Time of events, returned as a column vector. The event times in `te` correspond to the solutions returned in `ye`, and `ie` specifies which event occurred.

Solution at time of events, returned as an array. The event times in `te` correspond to the solutions returned in `ye`, and `ie` specifies which event occurred.

Index of vanishing event function, returned as a column vector. The event times in `te` correspond to the solutions returned in `ye`, and `ie` specifies which event occurred.

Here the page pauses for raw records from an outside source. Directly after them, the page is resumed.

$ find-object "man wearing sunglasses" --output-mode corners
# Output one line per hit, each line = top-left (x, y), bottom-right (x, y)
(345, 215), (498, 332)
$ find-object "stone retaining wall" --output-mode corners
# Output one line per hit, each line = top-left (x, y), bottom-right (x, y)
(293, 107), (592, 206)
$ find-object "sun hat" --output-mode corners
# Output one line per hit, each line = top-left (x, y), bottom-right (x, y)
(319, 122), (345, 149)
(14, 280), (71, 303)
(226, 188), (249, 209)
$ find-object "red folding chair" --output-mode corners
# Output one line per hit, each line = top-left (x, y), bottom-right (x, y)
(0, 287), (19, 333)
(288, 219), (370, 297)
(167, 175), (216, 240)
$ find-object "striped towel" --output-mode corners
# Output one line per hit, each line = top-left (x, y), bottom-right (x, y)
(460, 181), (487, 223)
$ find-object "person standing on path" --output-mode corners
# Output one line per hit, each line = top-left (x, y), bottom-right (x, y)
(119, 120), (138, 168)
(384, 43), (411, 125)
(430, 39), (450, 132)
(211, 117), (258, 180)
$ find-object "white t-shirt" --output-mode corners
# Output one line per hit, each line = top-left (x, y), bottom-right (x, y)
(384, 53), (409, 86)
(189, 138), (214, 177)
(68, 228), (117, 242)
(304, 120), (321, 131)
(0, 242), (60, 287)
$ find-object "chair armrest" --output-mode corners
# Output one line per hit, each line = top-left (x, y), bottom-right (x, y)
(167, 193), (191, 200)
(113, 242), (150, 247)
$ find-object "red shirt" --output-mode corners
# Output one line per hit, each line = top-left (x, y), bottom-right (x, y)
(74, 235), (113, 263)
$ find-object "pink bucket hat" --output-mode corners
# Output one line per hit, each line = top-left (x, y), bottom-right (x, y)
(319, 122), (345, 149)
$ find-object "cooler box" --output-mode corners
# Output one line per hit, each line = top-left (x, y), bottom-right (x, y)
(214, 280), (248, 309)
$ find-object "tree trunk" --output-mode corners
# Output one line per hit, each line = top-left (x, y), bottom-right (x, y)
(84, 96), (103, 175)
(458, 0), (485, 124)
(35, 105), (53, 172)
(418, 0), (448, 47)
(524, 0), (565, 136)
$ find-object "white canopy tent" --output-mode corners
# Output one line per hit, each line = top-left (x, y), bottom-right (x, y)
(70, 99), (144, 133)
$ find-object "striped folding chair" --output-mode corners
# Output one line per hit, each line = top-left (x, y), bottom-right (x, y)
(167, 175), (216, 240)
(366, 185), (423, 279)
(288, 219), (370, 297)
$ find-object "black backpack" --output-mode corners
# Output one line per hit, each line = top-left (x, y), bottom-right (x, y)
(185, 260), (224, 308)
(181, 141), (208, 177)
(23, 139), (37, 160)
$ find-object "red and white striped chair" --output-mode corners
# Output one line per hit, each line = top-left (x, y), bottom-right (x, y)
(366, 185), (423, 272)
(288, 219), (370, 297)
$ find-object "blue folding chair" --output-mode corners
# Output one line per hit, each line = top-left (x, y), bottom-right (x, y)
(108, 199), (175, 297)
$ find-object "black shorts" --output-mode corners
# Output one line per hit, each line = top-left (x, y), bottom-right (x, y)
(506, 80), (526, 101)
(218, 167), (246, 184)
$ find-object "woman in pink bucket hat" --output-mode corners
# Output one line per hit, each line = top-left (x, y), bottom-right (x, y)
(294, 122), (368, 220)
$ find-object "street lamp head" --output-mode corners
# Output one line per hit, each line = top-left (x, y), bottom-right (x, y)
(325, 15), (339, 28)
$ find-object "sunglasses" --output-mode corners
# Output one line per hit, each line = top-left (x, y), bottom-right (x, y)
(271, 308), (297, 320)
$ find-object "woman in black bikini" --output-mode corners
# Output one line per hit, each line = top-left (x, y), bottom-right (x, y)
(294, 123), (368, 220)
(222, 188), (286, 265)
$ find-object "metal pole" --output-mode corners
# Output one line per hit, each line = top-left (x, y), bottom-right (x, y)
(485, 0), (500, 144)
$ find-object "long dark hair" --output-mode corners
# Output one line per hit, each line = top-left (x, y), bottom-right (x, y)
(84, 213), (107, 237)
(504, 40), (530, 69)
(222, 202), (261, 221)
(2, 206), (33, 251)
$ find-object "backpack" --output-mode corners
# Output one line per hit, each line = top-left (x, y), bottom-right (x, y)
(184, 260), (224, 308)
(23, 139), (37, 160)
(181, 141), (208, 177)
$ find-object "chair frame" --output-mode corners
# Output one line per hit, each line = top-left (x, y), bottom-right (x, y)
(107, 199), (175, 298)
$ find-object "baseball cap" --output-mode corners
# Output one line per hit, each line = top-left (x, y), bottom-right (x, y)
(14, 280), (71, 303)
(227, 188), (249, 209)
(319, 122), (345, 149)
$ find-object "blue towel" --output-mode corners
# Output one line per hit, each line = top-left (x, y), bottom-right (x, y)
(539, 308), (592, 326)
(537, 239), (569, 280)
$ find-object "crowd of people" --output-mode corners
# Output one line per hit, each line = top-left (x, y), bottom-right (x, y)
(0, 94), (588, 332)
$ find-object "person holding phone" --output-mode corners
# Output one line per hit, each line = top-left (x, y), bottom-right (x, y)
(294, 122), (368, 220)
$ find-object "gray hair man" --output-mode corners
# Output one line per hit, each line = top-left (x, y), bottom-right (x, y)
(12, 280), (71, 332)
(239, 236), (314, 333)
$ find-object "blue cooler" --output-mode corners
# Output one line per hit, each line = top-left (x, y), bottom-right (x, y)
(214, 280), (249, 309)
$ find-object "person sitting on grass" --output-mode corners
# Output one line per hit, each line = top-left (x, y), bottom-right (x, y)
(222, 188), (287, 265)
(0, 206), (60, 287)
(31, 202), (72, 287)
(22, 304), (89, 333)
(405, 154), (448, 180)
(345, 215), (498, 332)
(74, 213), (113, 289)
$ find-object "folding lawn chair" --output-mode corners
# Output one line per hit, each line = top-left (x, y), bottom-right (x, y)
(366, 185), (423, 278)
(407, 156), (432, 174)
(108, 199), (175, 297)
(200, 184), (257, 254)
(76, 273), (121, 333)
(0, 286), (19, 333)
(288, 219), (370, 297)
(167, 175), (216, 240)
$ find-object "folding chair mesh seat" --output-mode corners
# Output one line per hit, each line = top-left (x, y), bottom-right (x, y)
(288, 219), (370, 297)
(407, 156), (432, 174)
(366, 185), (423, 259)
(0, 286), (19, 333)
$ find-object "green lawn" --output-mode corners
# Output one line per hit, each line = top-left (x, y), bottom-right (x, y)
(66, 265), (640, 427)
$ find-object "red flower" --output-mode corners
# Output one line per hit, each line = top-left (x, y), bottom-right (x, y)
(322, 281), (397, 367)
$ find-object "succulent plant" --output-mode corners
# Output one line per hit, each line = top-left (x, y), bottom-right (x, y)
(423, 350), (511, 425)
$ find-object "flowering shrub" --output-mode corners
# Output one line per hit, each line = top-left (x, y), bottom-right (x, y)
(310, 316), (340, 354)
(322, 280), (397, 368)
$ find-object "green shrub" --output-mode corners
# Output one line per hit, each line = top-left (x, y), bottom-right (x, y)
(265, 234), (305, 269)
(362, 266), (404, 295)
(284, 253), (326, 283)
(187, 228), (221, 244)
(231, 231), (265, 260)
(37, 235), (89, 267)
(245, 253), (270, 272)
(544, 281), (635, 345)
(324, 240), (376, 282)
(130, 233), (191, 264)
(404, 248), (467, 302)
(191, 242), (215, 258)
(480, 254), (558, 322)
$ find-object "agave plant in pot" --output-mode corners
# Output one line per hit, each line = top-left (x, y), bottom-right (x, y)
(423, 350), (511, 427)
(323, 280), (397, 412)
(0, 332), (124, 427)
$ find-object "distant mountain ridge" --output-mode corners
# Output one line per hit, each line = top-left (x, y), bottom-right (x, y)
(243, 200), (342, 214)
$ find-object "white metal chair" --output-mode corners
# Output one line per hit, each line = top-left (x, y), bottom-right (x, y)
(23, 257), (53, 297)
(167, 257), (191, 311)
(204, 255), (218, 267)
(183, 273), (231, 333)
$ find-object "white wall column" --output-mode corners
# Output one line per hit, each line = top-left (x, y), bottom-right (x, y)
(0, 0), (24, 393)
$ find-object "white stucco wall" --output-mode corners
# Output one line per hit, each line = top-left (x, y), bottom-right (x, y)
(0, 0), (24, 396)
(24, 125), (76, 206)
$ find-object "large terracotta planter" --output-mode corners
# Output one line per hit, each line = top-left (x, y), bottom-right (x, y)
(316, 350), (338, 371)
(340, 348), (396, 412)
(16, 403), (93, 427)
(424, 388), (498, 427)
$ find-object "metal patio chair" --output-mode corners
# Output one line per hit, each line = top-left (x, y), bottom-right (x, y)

Structure for evaluation, returned as a structure array. Use this structure with the `deval` function to evaluate the solution at any point in the interval ```[t0 tf]```. The `sol` structure array always includes these fields:

Structure FieldDescription

`sol.x`

Row vector of the steps chosen by the solver.

`sol.y`

Solutions. Each column `sol.y(:,i)` contains the solution at time `sol.x(i)`.

`sol.solver`

Solver name.

Additionally, if you specify the `Events` option and events are detected, then `sol` also includes these fields:

Structure FieldDescription

`sol.xe`

Points when events occurred. `sol.xe(end)` contains the exact point of a terminal event, if any.

`sol.ye`

Solutions that correspond to events in `sol.xe`.

`sol.ie`

Indices into the vector returned by the function specified in the `Events` option. The values indicate which event the solver detected.

## Algorithms

`ode15s` is a variable-step, variable-order (VSVO) solver based on the numerical differentiation formulas (NDFs) of orders 1 to 5. Optionally, it can use the backward differentiation formulas (BDFs, also known as Gear's method) that are usually less efficient. Like `ode113`, `ode15s` is a multistep solver. Use `ode15s` if `ode45` fails or is very inefficient and you suspect that the problem is stiff, or when solving a differential-algebraic equation (DAE) [1], [2].

## References

[1] Shampine, L. F. and M. W. Reichelt, “The MATLAB ODE Suite,” SIAM Journal on Scientific Computing, Vol. 18, 1997, pp. 1–22.

[2] Shampine, L. F., M. W. Reichelt, and J.A. Kierzenka, “Solving Index-1 DAEs in MATLAB and Simulink,” SIAM Review, Vol. 41, 1999, pp. 538–552.